Heath wrote and drew a one-page comic for the Hero Initiative (lettered and colored by the late, great Darwyn Cooke) that discussed his thoughts on Lichtenstein, as well as his gratitude for the Hero Initiative itself (note that Heath mistakenly mixed up "Blam!" which was based on his work with "Whaam!" which was based on Novick's work)...

A fine statement.

A problem that we have, of course, is that so many of the comic book artists that Lichtenstein used as part of his work (by the way, Lichtenstein himself professed an appreciation for comic books, stating, "The things that I have apparently parodied I actually admire") died a long time ago.
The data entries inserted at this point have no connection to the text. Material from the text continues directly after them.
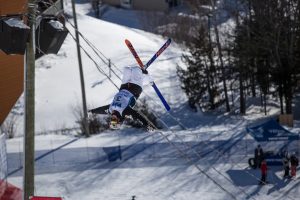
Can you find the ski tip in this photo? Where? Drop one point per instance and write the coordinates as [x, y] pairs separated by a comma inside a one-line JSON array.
[[127, 41]]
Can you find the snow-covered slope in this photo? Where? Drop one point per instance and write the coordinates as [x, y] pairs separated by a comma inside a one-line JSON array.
[[208, 160], [58, 88]]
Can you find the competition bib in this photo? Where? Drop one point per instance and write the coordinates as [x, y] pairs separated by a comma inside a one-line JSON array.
[[120, 101]]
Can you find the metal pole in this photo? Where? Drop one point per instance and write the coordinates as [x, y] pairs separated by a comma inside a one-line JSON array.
[[28, 182], [85, 121], [109, 66]]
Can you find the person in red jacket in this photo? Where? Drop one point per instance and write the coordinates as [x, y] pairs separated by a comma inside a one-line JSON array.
[[263, 169]]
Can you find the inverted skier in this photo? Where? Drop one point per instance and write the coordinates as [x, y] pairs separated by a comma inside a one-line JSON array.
[[124, 101]]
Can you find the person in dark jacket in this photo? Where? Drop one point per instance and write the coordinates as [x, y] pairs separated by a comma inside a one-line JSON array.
[[294, 163], [258, 156], [264, 170], [286, 166]]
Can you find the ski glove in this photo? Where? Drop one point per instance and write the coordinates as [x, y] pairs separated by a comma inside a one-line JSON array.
[[144, 71]]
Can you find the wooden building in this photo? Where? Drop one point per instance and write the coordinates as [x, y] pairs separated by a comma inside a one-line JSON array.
[[11, 66], [147, 5]]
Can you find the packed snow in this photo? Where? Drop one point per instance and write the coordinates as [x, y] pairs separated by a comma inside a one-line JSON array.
[[200, 156]]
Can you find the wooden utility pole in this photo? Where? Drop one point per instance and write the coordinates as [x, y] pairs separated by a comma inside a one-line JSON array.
[[28, 182], [85, 118]]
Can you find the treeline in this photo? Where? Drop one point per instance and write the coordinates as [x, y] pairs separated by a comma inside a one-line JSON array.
[[259, 57]]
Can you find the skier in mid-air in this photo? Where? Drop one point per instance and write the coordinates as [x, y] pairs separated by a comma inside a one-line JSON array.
[[124, 101]]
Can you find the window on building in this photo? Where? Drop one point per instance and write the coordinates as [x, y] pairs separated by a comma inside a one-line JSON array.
[[126, 3], [173, 3]]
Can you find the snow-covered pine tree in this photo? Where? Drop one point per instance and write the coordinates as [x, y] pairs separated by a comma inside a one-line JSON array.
[[199, 80]]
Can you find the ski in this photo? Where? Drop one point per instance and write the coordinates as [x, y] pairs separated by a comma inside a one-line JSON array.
[[139, 61], [163, 47], [137, 58]]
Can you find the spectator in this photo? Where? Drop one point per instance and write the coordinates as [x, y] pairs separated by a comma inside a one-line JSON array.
[[286, 166], [264, 169], [294, 163], [258, 156]]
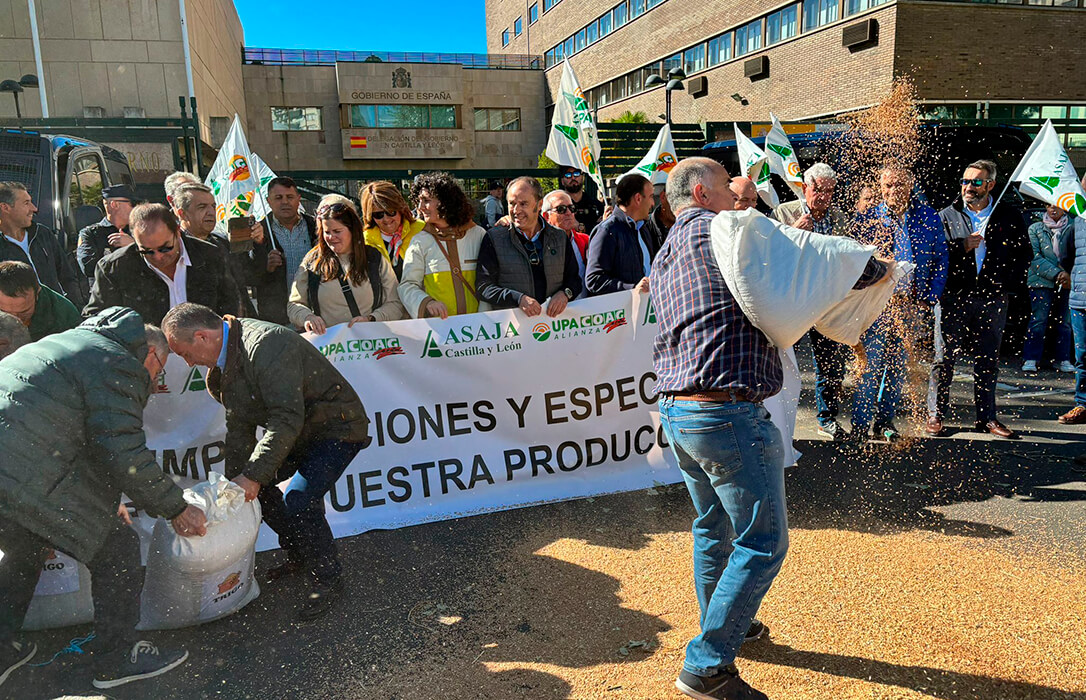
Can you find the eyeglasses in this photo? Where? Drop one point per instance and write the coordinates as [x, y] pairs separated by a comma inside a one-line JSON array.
[[162, 249], [337, 207]]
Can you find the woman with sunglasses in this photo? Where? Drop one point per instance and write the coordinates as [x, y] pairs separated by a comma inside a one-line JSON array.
[[390, 225], [342, 280], [439, 270]]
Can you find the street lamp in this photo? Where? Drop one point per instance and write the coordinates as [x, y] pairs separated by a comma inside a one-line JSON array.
[[676, 76]]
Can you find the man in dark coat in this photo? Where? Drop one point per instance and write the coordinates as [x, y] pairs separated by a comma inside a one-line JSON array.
[[73, 407], [161, 270], [268, 376]]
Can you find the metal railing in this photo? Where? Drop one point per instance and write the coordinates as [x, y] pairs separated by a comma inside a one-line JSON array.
[[253, 55]]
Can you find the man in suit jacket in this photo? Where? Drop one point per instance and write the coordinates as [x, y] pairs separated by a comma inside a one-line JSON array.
[[161, 269], [989, 255]]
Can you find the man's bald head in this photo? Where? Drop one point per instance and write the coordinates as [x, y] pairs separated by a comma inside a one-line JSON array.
[[746, 193]]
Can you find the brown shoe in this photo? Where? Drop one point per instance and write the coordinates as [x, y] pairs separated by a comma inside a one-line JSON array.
[[996, 429], [1074, 417]]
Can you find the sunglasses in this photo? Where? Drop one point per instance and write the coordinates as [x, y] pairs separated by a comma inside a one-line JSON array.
[[162, 249], [338, 207]]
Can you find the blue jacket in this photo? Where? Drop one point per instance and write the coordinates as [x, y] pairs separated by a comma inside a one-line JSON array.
[[926, 250], [615, 261]]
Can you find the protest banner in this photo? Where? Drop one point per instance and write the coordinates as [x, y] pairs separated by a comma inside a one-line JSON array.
[[470, 415]]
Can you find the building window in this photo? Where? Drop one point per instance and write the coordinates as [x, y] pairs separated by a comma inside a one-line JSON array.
[[619, 14], [403, 116], [720, 49], [694, 59], [605, 24], [748, 38], [819, 12], [497, 119], [295, 119], [781, 25]]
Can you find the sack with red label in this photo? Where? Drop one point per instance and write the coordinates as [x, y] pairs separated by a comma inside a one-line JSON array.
[[194, 580]]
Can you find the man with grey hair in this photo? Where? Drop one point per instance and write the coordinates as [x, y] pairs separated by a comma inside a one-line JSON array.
[[817, 213], [989, 254], [13, 334], [528, 262], [715, 369]]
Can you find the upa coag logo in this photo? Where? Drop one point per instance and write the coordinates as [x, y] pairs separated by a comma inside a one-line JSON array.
[[362, 348], [588, 325], [471, 340]]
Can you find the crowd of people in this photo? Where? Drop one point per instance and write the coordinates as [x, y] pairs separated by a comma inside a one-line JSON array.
[[434, 253]]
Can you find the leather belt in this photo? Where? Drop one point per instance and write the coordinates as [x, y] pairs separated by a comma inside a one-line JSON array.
[[723, 396]]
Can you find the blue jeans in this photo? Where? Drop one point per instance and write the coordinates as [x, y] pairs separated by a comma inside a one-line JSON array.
[[732, 460], [879, 391], [298, 516], [1078, 328], [1049, 308]]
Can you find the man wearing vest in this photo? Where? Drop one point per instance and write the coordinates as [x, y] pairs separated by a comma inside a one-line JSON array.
[[529, 262], [989, 256], [268, 376]]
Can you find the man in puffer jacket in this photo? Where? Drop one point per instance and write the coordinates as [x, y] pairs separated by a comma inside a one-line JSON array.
[[72, 407]]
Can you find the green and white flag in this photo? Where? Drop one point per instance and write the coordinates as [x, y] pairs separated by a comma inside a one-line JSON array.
[[660, 158], [235, 180], [1046, 174], [782, 157], [572, 140], [754, 164]]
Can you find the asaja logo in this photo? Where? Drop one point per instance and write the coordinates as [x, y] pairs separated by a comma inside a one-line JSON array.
[[239, 168], [470, 340], [588, 325], [229, 582], [541, 331], [196, 381], [362, 348]]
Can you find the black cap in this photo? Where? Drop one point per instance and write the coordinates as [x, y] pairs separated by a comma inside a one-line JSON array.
[[120, 192]]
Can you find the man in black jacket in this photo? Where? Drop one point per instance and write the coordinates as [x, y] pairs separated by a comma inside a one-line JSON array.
[[161, 270], [530, 261], [989, 255], [619, 253], [28, 242], [278, 249]]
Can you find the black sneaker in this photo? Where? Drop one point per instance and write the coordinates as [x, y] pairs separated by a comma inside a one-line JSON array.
[[833, 431], [142, 661], [725, 685], [13, 656], [320, 599], [756, 631]]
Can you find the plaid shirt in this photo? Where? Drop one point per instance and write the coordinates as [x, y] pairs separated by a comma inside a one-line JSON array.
[[705, 342]]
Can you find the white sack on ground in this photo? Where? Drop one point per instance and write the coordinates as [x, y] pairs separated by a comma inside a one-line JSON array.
[[787, 280], [196, 580], [63, 597], [784, 405]]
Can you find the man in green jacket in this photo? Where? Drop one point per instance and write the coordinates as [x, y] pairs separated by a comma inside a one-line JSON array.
[[73, 441], [268, 376], [41, 309]]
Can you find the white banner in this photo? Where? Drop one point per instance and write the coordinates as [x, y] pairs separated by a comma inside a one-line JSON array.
[[470, 415]]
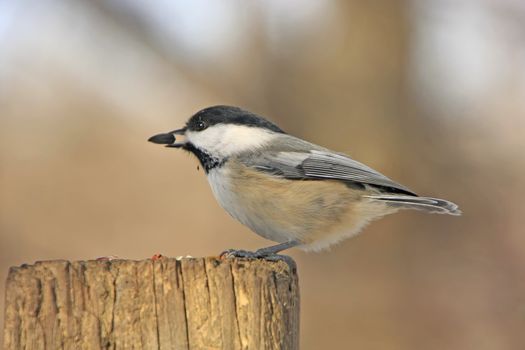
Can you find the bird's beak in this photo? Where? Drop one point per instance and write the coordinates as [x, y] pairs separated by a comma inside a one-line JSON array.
[[168, 139]]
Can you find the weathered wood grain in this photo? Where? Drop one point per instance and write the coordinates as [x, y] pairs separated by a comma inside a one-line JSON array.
[[191, 303]]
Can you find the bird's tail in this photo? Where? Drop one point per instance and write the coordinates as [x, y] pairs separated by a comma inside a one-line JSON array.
[[430, 205]]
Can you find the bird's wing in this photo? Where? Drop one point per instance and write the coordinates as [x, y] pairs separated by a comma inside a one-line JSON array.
[[323, 164]]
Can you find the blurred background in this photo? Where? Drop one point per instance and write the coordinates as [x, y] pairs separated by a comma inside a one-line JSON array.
[[431, 93]]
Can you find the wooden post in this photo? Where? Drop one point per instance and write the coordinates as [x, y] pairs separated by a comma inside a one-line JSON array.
[[189, 303]]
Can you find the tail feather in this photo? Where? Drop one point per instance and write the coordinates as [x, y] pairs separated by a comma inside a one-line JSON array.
[[430, 205]]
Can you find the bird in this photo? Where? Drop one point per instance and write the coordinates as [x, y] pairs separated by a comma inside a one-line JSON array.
[[285, 189]]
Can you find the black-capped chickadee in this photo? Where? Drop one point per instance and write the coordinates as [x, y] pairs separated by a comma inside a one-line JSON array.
[[286, 189]]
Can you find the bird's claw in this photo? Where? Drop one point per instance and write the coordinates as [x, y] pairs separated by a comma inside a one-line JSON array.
[[258, 254]]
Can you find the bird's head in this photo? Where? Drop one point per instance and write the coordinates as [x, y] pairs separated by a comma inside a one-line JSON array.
[[220, 132]]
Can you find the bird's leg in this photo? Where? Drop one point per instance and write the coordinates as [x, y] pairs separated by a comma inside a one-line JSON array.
[[267, 252]]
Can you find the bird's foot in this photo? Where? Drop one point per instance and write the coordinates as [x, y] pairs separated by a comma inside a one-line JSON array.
[[157, 257], [258, 254], [107, 258]]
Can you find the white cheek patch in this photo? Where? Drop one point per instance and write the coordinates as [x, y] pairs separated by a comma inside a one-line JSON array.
[[226, 140]]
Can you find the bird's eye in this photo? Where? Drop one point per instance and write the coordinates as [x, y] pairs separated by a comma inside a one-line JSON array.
[[200, 125]]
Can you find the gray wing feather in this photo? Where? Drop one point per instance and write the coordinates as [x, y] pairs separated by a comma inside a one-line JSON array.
[[315, 162]]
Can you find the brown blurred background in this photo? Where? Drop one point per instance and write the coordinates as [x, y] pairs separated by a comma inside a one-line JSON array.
[[432, 93]]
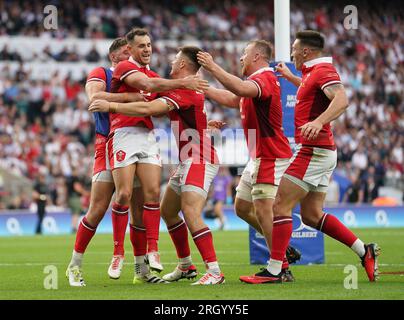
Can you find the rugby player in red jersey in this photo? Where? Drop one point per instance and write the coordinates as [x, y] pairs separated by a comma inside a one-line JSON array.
[[98, 87], [259, 100], [189, 185], [133, 150], [321, 98]]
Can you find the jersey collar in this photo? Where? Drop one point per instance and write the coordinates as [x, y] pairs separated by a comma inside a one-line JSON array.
[[262, 70], [138, 64], [313, 62]]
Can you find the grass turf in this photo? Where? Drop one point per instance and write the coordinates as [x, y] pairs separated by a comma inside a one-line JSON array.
[[23, 259]]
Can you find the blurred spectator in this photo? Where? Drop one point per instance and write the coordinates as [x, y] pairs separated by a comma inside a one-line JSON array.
[[40, 196], [220, 194]]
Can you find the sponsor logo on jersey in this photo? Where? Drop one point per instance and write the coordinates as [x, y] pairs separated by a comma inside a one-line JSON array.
[[120, 155]]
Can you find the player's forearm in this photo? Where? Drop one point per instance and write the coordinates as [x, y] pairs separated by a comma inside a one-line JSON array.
[[133, 109], [230, 82], [160, 85], [223, 97], [114, 97], [337, 107]]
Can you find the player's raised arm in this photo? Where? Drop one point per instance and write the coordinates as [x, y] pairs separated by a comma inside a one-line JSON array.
[[223, 97], [142, 82], [95, 90], [134, 109], [339, 103], [232, 83], [287, 74]]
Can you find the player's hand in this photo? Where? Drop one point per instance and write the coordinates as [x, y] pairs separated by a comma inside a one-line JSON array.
[[99, 106], [311, 130], [206, 60], [215, 124], [283, 70], [195, 83], [135, 96]]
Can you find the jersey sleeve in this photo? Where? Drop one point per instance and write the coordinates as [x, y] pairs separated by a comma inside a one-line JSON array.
[[327, 76], [123, 69], [97, 74], [176, 98], [263, 84]]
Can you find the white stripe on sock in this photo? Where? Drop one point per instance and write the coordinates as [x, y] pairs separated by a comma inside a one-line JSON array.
[[198, 235], [177, 226], [359, 247]]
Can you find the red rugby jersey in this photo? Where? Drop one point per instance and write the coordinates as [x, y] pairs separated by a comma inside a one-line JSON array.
[[264, 115], [122, 70], [189, 125], [311, 101]]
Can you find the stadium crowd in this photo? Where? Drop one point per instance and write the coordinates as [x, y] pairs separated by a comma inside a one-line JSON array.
[[45, 126]]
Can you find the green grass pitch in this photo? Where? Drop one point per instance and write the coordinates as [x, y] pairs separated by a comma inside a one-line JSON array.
[[23, 259]]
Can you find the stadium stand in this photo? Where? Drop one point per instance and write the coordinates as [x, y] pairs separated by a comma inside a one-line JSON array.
[[44, 123]]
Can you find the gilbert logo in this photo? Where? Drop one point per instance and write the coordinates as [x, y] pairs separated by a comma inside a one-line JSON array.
[[120, 156]]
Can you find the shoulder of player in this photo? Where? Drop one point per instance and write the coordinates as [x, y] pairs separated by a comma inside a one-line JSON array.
[[153, 74], [182, 94], [97, 72], [323, 68], [125, 65]]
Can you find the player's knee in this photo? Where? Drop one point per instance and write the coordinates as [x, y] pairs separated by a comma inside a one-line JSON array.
[[152, 195], [93, 220], [241, 211], [123, 196]]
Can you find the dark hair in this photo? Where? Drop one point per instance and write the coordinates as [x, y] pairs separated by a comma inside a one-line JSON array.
[[264, 46], [311, 38], [116, 44], [191, 53], [130, 36]]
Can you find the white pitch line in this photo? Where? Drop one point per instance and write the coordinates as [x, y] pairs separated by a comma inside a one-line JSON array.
[[36, 264]]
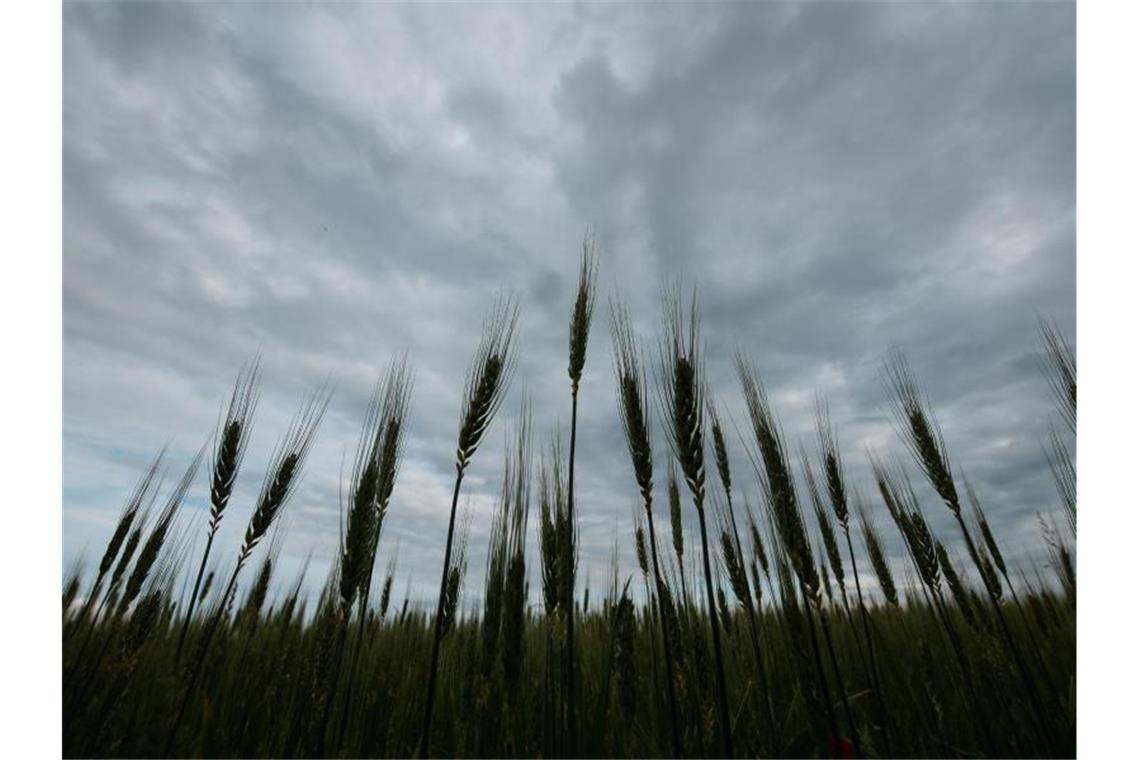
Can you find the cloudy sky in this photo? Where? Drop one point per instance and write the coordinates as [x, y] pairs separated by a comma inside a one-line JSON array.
[[334, 185]]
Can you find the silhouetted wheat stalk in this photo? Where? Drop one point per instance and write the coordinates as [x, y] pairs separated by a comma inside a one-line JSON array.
[[580, 319], [487, 382], [682, 394], [633, 408], [233, 439]]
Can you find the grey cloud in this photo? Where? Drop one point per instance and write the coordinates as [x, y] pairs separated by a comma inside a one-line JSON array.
[[333, 185]]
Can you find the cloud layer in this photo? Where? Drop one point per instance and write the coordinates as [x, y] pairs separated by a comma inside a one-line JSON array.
[[333, 185]]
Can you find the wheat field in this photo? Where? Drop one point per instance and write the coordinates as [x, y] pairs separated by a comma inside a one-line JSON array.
[[755, 637]]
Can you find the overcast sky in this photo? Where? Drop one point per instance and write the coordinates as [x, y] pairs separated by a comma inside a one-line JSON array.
[[333, 185]]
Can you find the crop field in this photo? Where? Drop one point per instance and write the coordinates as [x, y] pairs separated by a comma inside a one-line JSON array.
[[754, 636]]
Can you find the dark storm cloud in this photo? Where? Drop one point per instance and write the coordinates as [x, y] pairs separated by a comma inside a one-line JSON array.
[[333, 185]]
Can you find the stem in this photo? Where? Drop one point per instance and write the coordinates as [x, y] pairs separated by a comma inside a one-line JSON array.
[[422, 749], [571, 704], [870, 646], [194, 598], [722, 689], [675, 732]]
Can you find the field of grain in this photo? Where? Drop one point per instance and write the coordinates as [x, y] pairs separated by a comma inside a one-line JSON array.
[[770, 647]]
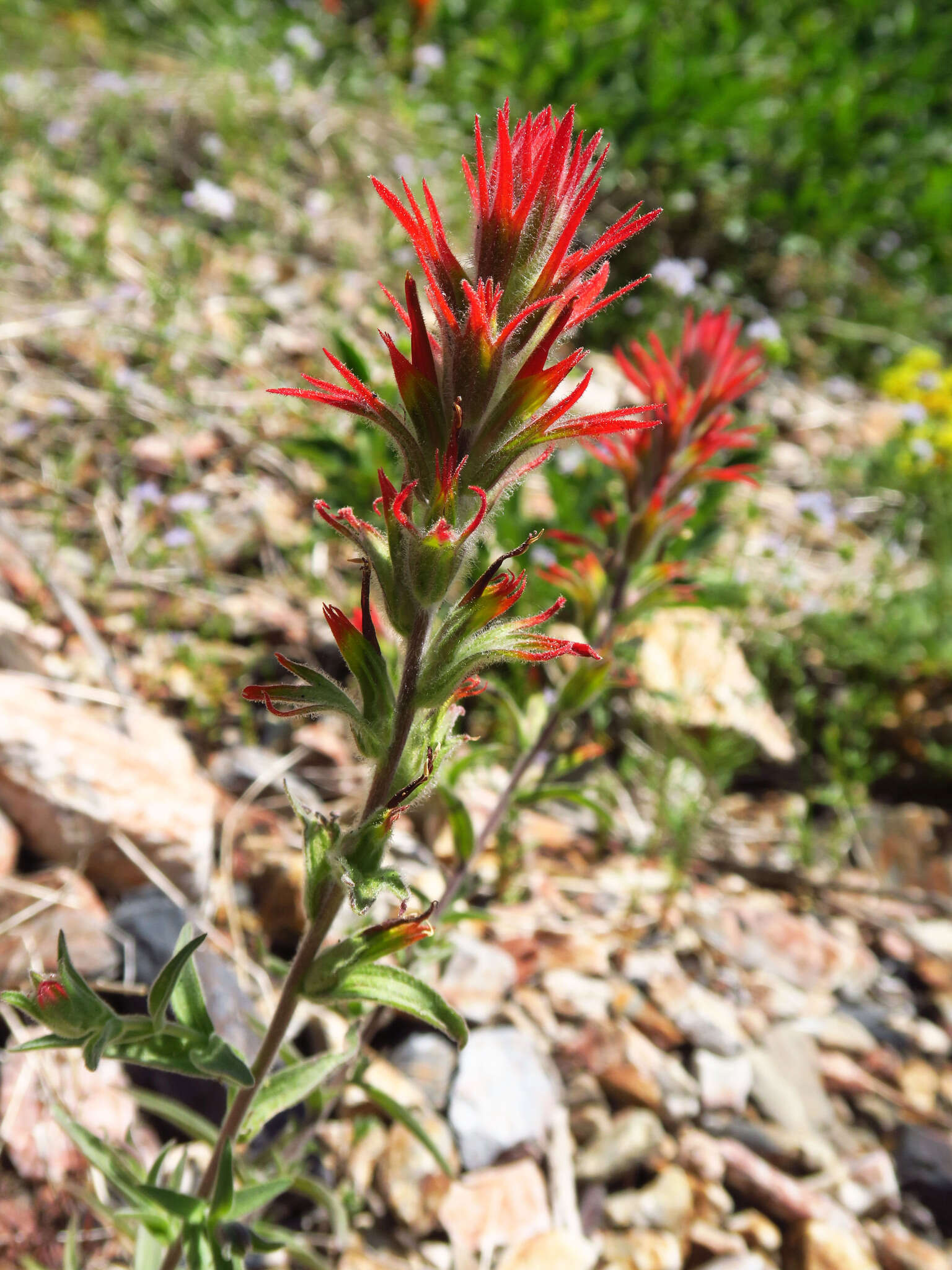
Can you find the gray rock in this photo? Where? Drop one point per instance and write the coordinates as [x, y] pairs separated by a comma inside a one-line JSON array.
[[428, 1060], [503, 1095], [787, 1086], [725, 1082], [622, 1145], [839, 1030], [664, 1204]]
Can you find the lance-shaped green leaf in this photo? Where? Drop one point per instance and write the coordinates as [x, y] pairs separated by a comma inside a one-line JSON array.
[[387, 986], [177, 1114], [190, 1208], [557, 793], [167, 1050], [322, 836], [362, 888], [289, 1086], [398, 1112], [115, 1168], [200, 1250], [70, 1253], [190, 1053], [364, 948], [51, 1042], [164, 986], [249, 1199], [367, 666], [219, 1060], [97, 1044], [149, 1250], [329, 1201], [187, 997], [315, 695]]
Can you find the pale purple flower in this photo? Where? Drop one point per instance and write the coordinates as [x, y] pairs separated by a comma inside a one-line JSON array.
[[211, 200], [178, 538]]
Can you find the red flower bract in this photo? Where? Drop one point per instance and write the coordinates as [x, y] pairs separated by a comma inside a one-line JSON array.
[[475, 391], [705, 373]]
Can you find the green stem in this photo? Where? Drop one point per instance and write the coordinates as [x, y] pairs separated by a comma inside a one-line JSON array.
[[499, 812], [316, 931], [404, 713]]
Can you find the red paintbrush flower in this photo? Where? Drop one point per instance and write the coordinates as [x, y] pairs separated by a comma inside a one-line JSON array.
[[705, 373], [479, 385]]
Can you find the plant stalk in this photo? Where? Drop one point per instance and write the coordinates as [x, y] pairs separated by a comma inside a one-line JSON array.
[[315, 934], [499, 812]]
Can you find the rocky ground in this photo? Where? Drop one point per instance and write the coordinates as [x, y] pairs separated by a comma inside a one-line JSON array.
[[742, 1066]]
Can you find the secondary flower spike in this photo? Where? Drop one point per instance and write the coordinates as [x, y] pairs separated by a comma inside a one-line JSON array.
[[475, 391]]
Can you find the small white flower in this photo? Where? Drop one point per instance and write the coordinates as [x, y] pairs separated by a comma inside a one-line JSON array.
[[63, 133], [282, 73], [676, 275], [764, 329], [111, 82], [305, 42], [211, 200], [431, 56], [213, 145], [188, 500]]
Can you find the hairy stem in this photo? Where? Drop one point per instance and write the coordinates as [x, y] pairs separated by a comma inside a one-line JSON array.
[[271, 1044], [315, 934], [404, 714]]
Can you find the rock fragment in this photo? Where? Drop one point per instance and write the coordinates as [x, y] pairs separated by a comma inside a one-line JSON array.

Tony Abruzzo, for instance, the brilliant romance comic book artist who drew the page...

that became Lichtenstein's famous "Drowning Girl"...

passed away in 1990 and he was not exactly a guy who was giving interviews left and right even before he died. I believe some of the best information that we have about Tony Abruzzo's life is an article that was written about him back in 1942! Heck, while Jack Kirby obviously was so famous that he gave many interviews over the years, Kirby also passed away nearly 25 years ago and as such, there is little in terms of what Kirby thought about his work being used by Lichtenstein, either.

Lichtenstein himself passed away in 1997, so for over two decades, we have been without both the controversial artist and most of the artists whose work that he adapted.

Even someone like Jerry Grandenetti, another war comics artist who had his work adapted by Lichtenstein, who lived well into the 21st Century, did not talk about Lichtenstein much in public. Perhaps in private these guys all were quite vocal about their thoughts, but in public interviews they typically remained tight-lipped. It has been left to later artists, guys like Dave Gibbons and Art Spiegleman (Spiegelman has the famous line “Lichtenstein did no more or less for comics than Andy Warhol did for soup"), to take up the charge against Lichtenstein.